My son was very lucky, his girlfriend bought him a holiday for his upcoming birthday! Amazing! Amazing that is except the holiday begins next week and they booked it last week and his passport had expired. He called me and explained that he could get a new one within a day in Newport if his old one wasn’t damaged, but as it was he could use their ‘Guaranteed One Week Service.’
We caught the train to Newport. My son had picked up 4 new forms, which I’d snorted at saying; “Its easy, we only need one, its a renewal.” Two hours later and four forms down I was eating my words. You see, there was so much riding on my son being able to get his passport quickly, and one mistake, one missing piece of information could mean his form would be stamped ‘rejected’ and the consequences far reaching. On the first form I’d misspelled his name, my own sons name!! On the second form his signature went outside of the box slightly, as sure fire way to the ‘reject’ word. And then to top it off we dated one 2010….! By the time we’d got the form right we were both tetchy and wired. My son said “God Mum, it’s like we are doing something dodgy, when all I’m doing is filling a form to get my own passport in my own name.” And that was it, the moment I recognised why people cannot get it, why they don’t understand the type of anxiety related to something which has a direct impact on your daily life. You genuinely have to ‘feel it’.

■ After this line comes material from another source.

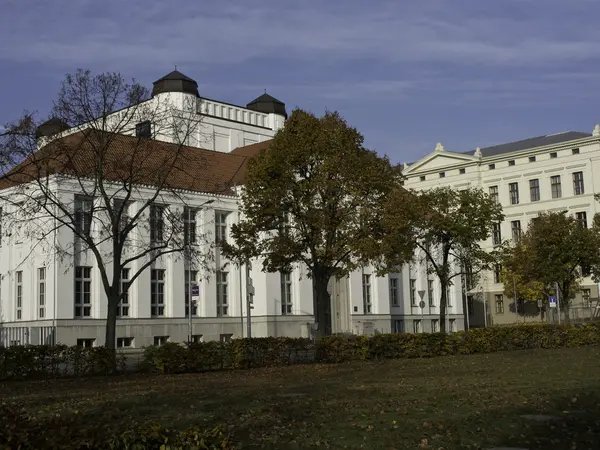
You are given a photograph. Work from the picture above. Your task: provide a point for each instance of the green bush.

I may have laughed listening to my son nervously babble “It’s been in my back pocket since I was sixteen and through the washing machine twice”, as he explained the sorry state of his expired passport to the stony faced official, but I could feel the waves of real anxiety emanating from him, these were as real at that moment as those from a room filled with people in ‘terror’ of being assessed by ATOS.
Our story had a happy ending, he has is passport, and he will get to go on holiday. Whilst the consequences of failure for him, not getting that passport would have been damaging, they’d have lost a holiday and a stack of cash, they obviously don’t bear any resemblance to the possible repercussions of incorrectly completing a disability benefits form and failing an ATOS assessment.

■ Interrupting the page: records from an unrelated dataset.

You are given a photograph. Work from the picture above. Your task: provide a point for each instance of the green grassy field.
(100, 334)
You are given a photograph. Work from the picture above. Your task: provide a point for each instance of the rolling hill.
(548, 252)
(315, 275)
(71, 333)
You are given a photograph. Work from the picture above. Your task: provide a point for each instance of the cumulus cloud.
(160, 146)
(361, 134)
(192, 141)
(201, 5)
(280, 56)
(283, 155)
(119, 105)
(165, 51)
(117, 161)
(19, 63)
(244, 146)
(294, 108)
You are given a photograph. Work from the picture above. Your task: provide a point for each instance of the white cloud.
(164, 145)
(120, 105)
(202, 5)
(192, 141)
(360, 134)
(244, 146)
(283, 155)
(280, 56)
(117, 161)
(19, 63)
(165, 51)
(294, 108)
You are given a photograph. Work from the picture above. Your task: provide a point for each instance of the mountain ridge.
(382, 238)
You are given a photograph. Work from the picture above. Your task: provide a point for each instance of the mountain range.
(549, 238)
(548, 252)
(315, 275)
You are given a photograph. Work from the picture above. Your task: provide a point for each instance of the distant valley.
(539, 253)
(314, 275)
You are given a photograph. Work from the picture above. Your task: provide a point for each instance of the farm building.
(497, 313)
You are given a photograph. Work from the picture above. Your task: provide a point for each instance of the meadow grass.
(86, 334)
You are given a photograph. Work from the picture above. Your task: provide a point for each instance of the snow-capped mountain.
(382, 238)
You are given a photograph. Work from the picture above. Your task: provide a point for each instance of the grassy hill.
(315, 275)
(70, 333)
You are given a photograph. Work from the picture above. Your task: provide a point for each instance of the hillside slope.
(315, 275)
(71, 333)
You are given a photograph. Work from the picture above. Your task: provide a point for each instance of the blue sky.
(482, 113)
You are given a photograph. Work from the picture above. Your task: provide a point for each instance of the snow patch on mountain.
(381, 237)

I’m unsure if simply continually ‘bleating’ out what is the genuine ‘truth’ of the situation for the people currently affected by the benefit ..’erm’…reforms is ever really going to impact on the average person not affected by the cuts. We can belt out statistics, and give them case studies, but if we are facing ‘if they’re doing nowt wrong, they’ve nowt to worry about” then I think we need to consider how we make it possible for the genuinely perplexed to be able to really see?